When writing small changes to DuckLake, it can be wasteful to write each changeset to an individual Parquet file. DuckLake supports directly writing small changes to the metadata using data inlining. Instead of writing a Parquet file to the data storage and then writing a reference to that file in the metadata catalog, we directly write the rows to inlined data tables within the metadata catalog.
Data inlining can be enabled in two ways:
Using the DATA_INLINING_ROW_LIMIT attach parameter. This is bounded to your DuckLake connection, so if you detach and reattach without the parameter, data inlining won't be used.
ATTACH 'ducklake:inlining.duckdb' AS my_ducklake (DATA_INLINING_ROW_LIMIT 10);
Using the option data_inlining_row_limit which can be set at the table, schema or global level. This is persisted in the ducklake_metadata table and will be reused across connections.

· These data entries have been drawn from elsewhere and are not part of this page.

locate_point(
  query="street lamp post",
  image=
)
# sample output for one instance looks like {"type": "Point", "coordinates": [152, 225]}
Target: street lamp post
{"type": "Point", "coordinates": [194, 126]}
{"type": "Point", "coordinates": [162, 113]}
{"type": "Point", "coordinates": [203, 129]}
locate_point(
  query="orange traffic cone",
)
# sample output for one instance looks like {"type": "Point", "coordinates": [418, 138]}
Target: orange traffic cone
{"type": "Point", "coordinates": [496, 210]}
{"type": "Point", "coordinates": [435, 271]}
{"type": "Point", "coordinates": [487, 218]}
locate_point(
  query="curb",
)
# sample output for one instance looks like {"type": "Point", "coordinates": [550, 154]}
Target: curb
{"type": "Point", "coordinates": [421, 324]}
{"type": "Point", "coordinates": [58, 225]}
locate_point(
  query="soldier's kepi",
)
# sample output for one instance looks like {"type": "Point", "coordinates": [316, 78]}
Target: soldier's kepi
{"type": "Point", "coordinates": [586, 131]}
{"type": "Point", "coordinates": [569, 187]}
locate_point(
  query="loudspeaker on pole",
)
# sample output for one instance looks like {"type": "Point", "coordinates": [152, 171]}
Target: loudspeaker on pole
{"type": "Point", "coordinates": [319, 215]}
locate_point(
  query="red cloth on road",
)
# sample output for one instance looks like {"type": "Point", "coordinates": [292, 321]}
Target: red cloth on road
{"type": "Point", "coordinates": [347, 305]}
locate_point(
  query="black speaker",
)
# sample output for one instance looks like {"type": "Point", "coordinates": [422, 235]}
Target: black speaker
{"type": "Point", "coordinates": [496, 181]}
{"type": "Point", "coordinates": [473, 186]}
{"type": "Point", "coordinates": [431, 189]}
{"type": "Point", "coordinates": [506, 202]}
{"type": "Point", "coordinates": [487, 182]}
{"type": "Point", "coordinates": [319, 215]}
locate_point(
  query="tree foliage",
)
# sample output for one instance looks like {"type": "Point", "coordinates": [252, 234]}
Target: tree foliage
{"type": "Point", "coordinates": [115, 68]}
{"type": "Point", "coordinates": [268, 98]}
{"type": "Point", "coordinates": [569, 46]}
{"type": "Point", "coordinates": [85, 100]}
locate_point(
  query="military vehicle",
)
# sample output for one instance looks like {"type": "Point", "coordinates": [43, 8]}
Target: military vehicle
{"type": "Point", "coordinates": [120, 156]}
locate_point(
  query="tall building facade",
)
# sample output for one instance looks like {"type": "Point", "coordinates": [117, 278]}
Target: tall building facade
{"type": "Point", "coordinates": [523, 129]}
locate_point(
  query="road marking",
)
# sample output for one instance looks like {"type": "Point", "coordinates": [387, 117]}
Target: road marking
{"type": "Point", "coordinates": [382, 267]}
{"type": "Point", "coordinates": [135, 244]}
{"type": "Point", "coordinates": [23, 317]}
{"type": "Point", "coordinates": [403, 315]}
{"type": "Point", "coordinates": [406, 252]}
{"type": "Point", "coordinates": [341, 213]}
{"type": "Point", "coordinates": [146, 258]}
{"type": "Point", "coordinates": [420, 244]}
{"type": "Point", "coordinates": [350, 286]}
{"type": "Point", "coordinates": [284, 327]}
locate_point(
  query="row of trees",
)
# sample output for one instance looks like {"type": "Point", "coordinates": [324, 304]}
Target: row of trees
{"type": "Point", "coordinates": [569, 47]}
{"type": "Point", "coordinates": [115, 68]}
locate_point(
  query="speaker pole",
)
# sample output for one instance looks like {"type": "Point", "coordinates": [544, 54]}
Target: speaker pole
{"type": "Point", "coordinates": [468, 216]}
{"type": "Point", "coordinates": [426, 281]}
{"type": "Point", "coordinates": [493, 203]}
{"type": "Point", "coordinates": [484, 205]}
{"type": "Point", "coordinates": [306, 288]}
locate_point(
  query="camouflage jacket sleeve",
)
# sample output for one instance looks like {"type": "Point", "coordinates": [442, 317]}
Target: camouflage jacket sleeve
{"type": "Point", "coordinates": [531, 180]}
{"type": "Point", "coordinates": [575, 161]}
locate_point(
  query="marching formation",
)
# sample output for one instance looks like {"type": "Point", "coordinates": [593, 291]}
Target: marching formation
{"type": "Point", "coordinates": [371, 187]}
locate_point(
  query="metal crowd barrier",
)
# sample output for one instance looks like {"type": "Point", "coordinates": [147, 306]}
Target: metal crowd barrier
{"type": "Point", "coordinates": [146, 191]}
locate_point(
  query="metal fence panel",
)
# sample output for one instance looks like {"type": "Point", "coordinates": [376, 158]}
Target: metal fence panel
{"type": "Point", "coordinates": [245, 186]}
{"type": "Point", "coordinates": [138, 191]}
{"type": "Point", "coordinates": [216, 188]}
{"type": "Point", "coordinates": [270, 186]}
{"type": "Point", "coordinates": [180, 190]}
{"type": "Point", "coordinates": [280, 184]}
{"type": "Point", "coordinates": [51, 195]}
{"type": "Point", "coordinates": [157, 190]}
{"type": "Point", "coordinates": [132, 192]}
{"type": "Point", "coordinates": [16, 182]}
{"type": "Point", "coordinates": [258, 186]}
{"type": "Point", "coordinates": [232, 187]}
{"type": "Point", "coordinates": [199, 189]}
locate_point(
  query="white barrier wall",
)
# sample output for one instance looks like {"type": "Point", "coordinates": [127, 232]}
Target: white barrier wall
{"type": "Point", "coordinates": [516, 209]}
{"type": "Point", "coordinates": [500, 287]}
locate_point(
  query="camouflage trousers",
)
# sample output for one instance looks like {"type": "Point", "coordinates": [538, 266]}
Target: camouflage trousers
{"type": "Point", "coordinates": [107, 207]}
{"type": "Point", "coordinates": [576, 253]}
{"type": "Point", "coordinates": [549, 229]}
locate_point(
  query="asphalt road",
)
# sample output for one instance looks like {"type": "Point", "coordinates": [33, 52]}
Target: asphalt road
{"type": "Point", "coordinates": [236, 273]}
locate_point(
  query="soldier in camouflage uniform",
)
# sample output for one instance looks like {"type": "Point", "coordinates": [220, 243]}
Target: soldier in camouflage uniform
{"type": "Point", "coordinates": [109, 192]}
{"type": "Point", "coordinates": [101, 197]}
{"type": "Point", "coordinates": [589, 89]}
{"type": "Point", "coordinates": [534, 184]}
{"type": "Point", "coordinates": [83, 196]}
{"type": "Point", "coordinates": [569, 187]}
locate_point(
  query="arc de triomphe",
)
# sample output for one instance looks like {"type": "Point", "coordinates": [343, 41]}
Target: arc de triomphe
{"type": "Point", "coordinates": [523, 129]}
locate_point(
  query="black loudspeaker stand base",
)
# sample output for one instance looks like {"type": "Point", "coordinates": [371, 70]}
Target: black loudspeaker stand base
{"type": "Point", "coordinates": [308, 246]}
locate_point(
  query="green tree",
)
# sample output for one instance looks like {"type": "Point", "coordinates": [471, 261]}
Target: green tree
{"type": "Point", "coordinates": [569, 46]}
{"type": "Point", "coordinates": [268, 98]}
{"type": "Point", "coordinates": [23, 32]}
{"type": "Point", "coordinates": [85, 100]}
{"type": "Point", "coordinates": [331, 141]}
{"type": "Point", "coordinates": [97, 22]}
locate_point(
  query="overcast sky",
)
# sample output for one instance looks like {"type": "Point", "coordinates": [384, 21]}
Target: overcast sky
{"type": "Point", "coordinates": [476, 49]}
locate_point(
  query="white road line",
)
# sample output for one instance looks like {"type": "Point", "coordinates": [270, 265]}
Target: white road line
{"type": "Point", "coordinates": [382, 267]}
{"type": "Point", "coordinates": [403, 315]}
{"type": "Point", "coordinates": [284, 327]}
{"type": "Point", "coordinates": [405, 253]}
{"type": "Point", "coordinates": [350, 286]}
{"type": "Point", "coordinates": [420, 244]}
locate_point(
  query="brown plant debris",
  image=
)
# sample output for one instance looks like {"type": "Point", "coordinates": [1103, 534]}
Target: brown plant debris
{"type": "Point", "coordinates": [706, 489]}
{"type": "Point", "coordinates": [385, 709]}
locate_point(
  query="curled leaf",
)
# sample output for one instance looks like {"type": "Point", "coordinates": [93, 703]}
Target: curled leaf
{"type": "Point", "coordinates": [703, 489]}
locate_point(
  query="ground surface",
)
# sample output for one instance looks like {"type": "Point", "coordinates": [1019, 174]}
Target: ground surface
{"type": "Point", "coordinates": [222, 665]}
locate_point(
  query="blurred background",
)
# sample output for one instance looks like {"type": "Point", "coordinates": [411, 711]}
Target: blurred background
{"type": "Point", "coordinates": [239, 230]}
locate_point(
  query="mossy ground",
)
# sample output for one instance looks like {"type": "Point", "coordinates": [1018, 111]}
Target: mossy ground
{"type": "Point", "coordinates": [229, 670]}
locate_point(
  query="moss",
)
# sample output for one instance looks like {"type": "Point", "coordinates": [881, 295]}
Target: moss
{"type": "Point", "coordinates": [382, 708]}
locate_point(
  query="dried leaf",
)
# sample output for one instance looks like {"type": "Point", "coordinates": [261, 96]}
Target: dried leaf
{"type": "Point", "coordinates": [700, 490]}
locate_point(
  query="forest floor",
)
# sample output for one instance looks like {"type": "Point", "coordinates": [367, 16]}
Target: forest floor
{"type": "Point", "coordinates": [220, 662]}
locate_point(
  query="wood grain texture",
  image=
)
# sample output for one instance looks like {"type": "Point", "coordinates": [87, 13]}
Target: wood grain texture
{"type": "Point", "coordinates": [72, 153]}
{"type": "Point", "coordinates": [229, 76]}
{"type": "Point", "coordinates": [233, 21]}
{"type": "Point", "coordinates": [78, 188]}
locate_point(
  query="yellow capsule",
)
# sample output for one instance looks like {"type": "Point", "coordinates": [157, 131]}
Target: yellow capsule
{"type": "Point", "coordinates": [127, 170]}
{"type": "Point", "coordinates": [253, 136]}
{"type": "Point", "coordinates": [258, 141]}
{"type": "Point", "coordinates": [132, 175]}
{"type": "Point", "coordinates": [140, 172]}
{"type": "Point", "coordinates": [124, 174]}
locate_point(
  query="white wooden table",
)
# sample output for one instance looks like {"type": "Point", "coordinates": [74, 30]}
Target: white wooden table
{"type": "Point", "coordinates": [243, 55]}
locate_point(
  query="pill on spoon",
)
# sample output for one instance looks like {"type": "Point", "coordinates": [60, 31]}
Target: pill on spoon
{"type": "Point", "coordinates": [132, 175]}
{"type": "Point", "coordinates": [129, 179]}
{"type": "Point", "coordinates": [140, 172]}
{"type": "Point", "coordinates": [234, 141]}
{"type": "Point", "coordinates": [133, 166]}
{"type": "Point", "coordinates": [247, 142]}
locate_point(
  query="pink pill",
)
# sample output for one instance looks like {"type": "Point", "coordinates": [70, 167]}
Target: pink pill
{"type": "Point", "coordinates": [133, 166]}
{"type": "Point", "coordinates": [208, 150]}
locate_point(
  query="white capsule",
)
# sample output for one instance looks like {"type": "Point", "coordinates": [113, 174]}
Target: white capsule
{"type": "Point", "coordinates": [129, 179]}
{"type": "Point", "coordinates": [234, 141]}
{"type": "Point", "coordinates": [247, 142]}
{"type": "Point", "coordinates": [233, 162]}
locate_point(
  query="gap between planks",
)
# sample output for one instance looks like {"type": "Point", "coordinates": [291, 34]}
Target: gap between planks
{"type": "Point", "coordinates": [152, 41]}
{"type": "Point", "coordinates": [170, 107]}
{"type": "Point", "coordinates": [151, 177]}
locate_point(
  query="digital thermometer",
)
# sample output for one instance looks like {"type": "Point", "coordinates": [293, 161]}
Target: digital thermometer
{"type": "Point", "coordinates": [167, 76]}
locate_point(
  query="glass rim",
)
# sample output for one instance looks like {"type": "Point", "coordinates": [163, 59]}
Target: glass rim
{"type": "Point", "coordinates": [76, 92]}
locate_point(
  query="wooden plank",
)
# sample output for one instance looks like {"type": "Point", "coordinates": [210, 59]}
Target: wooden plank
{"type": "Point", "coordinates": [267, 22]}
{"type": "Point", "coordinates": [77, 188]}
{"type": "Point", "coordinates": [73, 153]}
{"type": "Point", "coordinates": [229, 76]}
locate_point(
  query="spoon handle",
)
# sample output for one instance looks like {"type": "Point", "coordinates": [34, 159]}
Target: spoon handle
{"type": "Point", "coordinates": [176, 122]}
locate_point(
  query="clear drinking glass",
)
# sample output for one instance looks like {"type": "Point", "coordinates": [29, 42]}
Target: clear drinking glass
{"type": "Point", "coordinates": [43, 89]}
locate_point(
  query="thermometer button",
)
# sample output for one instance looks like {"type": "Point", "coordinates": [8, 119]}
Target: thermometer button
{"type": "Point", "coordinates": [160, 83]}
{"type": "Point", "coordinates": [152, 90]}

ATTACH 'ducklake:inlining.duckdb' AS my_ducklake;
USE my_ducklake;
CREATE TABLE t (a INT);
CALL my_ducklake.set_option('data_inlining_row_limit', 10, table_name => 't');
When enabled, any inserts that write fewer than the given amount of rows are automatically written to inlined tables instead.
Inlined data behaves exactly the same as data written to Parquet files. The only difference is that the inlined data lives in the metadata catalog, instead of in Parquet files in the data path.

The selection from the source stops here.